Everyone who loves horse racing probably has a favorite “almost” thoroughbred. Mine was Smarty Jones, who lost the Belmont by one length to Birdstone. As a native Kentuckian who has been to many Derbys and follows the sport casually, I thought Smarty Jones was the superhorse of my lifetime. If he couldn’t win all three, I figured I’d never experience one.

When Affirmed became a legend in 1978, I was just shy of four months old. I used to joke that the next Triple Crown winner would come in the final four months of my life. After American Pharoah pulled it off last June, let’s just say I spent the ensuing months obeying all traffic signals and looking both ways before crossing the street. Eleven months have passed now. I’ve stopped tiptoeing around.

Now what?

It will be interesting to evaluate whether Pharoah can create any prolonged increase in interest in the sport. Some early returns are promising; we’ll see whether that’s sustainable. But in terms of how the public perceives greatness, it’s not too early to consider the reaction to this year’s Derby horses and realize that standards have been raised.

The overall field is considered merely so-so. But the favorite, Nyquist, is unbeaten but definitely racing in American Pharoah’s shadow. In the past, an undefeated colt would generate tremendous buzz and hope for a Triple Crown. But Nyquist is being regarded as merely a good horse. He’s a 3-1 favorite, so it’s not like his trainer, Doug O’Neill, can claim disrespect. But now that you’ve seen a Triple Crown winner again, you aren’t as impressed with Nyquist’s 7-0 record. His Beyer Speed Figures are merely okay. O’Neill has a long history of medication-related offenses, including a 45-day suspension in 2014 that forced him to miss the Breeders’ Cup.

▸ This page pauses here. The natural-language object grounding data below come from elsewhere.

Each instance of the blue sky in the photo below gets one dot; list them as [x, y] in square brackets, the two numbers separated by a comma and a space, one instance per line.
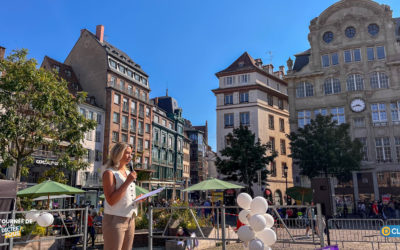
[180, 44]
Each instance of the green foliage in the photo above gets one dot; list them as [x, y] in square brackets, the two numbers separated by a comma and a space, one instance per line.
[325, 148]
[244, 157]
[38, 111]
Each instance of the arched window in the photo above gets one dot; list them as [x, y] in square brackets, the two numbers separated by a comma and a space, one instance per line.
[304, 89]
[332, 86]
[278, 197]
[355, 82]
[379, 80]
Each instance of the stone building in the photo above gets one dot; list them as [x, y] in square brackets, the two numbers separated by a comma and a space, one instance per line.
[352, 72]
[253, 95]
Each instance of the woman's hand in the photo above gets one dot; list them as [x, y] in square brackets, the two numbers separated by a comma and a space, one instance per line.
[132, 176]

O’Neill, who is polite, mild-mannered and professional in interviews, also won the 2012 Derby with I’ll Have Another, who then also took the Preakness. The horse was scratched from the Belmont because of a tendon issue. That was also the year that New York racing officials detained all the Belmont horses in a barn before the race, an act that many still believe was taken because of O’Neill.

So there is some polarity in Nyquist’s tale. And O’Neill doesn’t expect an easy victory.

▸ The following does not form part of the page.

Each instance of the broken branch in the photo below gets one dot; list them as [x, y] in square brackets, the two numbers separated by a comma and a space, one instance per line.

“With a lot of these horses, you’re splitting hairs on talent,” he said.

On Saturday, Nyquist and the rest of the field aren’t chasing American Pharoah. Winning the Triple Crown requires him to beat the best three-year-olds in 2016, not the best of all time. Or perhaps one of the 19 other contenders peaks in time to add some intrigue this spring. For many, Pharoah seems like a once-in-a-lifetime champion. But history has given us several clusters of Triple Crown winners. Just because we had to wait 37 years for Pharoah doesn’t mean we’ll wait another 37 years.

Would back-to-back crowns be too soon? The American Pharoah reverence is still in its promise. Are you ready to celebrate another great one?

This much is certain: I won’t be joking about my demise in the months after the next Triple Crown winner. No way. The sport can take as much or as little time as it needs.